Function 270 - Energy

Impose a Fee on Nonproducing Parcels Leased for Oil and Gas Development on Offshore Federal Lands

CBO periodically issues a compendium of policy options (called Options for Reducing the Deficit) covering a broad range of issues, as well as separate reports that include options for changing federal tax and spending policies in particular areas. This option appears in one of those publications. The options are derived from many sources and reflect a range of possibilities. For each option, CBO presents an estimate of its effects on the budget but makes no recommendations. Inclusion or exclusion of any particular option does not imply an endorsement or rejection by CBO.

As of the end of 2014, only about 17 percent of offshore parcels leased by the federal government were producing oil or gas. Some analysts speculate that firms are not gathering much information about parcels until after they have acquired leases for them. A new fee on nonproducing parcels could encourage firms to gather more information before an auction, to focus on the most promising parcels, and to bid more competitively for those parcels. The effects would be similar to those of an increase in rental rates; in recent years, the Bureau of Ocean Energy Management has raised base rental rates and established rate schedules that increase over the course of a lease to encourage faster exploration and development of parcels, as well as earlier decisions to return parcels that current leaseholders do not plan to explore.

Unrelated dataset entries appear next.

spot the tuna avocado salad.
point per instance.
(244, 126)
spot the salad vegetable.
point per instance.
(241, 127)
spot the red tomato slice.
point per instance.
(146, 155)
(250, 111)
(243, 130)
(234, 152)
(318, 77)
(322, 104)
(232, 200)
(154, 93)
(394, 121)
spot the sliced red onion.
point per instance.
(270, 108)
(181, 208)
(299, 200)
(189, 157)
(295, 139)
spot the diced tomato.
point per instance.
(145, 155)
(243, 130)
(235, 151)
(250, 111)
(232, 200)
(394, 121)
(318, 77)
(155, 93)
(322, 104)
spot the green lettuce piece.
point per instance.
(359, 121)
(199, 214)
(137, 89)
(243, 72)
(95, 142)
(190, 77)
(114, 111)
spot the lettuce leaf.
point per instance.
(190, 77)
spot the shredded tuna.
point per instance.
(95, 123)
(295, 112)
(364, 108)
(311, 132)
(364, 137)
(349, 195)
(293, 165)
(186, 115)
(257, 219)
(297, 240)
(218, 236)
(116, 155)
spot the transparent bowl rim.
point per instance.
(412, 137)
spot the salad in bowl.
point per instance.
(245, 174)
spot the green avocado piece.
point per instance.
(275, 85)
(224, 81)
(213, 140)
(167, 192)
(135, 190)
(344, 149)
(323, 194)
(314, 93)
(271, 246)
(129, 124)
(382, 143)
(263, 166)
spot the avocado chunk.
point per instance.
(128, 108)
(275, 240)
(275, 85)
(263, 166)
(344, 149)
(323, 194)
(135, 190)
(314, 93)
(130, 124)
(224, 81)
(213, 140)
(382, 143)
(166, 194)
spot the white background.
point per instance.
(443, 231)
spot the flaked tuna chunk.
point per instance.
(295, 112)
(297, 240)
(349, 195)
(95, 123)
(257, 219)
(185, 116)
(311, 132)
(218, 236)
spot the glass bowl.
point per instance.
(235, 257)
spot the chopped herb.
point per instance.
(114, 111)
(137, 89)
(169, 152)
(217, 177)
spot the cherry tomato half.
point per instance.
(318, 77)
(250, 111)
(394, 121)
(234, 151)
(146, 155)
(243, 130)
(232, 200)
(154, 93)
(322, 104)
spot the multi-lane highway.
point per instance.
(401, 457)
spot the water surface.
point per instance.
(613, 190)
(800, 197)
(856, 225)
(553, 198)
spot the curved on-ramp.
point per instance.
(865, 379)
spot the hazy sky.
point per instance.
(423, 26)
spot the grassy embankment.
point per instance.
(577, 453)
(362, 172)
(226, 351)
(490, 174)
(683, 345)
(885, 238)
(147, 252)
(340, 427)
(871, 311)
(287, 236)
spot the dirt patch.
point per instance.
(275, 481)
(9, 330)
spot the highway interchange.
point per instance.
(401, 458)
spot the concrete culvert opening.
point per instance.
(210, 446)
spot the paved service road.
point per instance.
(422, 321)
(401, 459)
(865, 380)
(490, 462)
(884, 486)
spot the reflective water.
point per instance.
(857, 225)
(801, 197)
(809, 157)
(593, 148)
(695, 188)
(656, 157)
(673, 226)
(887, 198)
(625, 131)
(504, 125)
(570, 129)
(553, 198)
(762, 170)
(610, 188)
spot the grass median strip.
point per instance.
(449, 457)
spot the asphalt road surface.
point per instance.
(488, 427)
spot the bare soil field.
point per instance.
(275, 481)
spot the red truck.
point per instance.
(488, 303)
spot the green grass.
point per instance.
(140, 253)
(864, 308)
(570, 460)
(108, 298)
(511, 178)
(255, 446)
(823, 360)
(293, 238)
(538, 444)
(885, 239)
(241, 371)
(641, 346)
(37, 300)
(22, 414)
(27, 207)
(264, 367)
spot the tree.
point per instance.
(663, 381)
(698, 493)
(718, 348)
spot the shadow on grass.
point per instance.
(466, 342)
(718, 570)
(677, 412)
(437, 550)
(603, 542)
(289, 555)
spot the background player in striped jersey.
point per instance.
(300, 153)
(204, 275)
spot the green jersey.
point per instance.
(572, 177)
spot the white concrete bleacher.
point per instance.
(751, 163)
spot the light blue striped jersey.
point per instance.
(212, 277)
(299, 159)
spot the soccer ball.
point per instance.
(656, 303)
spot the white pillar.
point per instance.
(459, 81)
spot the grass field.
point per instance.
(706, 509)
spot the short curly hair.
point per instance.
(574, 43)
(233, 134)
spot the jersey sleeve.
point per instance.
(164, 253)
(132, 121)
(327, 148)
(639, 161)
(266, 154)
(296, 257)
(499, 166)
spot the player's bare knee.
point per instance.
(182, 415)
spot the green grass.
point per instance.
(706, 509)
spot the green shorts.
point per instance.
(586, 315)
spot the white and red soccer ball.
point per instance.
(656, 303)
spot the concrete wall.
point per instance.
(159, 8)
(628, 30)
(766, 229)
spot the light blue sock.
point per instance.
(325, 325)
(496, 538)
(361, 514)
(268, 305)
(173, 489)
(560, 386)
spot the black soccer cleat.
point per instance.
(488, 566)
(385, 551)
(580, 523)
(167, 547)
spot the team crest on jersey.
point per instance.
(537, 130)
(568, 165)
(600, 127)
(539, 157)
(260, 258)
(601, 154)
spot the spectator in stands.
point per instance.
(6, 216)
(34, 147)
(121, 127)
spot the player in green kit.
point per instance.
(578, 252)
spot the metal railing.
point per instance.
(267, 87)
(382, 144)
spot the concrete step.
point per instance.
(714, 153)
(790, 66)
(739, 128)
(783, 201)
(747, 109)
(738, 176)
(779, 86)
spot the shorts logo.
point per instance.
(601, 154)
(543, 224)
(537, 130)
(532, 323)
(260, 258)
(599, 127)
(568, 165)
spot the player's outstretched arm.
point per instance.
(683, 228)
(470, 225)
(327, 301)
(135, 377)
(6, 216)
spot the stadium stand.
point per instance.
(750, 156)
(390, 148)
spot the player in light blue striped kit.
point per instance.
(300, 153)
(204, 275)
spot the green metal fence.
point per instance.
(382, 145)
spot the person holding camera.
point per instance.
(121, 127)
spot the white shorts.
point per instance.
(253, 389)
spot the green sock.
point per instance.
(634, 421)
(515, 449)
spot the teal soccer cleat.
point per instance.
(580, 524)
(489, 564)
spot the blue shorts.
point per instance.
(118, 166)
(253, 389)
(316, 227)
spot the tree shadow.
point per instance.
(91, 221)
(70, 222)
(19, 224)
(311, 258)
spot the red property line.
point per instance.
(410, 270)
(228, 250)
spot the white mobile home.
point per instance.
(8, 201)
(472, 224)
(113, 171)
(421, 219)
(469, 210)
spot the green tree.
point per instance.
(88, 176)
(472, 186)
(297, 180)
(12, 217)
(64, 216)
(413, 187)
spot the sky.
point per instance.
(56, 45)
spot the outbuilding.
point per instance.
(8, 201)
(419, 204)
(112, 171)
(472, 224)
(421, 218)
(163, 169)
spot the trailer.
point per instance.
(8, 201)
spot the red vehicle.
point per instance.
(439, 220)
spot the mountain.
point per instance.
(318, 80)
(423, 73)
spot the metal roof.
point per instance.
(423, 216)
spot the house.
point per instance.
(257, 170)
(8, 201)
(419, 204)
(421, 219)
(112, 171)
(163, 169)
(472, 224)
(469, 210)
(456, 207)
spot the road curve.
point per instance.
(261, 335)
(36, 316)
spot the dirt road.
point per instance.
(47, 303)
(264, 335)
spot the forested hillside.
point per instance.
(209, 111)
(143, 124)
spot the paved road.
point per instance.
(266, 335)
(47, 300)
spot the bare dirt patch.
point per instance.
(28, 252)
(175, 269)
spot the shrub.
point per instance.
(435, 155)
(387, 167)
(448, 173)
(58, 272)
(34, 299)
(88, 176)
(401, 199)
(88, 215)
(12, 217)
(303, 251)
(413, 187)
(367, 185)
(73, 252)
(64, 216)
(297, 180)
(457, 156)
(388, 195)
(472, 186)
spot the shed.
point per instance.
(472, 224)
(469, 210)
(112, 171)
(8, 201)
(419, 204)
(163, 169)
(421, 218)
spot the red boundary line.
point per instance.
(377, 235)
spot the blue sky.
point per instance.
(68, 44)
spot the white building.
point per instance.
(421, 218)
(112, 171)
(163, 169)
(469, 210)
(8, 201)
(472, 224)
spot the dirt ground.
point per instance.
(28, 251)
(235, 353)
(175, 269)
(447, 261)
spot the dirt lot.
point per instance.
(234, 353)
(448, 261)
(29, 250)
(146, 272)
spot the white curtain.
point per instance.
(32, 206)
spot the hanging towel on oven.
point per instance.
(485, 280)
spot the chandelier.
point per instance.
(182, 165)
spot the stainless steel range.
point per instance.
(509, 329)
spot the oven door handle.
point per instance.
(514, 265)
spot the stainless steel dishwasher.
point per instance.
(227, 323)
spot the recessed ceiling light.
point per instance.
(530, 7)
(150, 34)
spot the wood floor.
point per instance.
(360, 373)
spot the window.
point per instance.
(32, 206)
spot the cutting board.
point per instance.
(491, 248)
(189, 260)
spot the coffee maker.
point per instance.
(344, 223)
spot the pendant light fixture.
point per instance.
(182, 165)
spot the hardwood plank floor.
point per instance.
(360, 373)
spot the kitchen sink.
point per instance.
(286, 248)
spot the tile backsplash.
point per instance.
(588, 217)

Legislation that established a new fee of $6 per acre on nonproducing parcels would increase net federal income by $500 million over 10 years, CBO estimates. That effect is the net result of increases in income from fees and decreases in income from bonus bids, because the new fee would slightly reduce the amount firms would be willing to bid at auction. The fee’s effects on production would probably be small, because the fee would typically be less than 0.1 percent of the costs of development.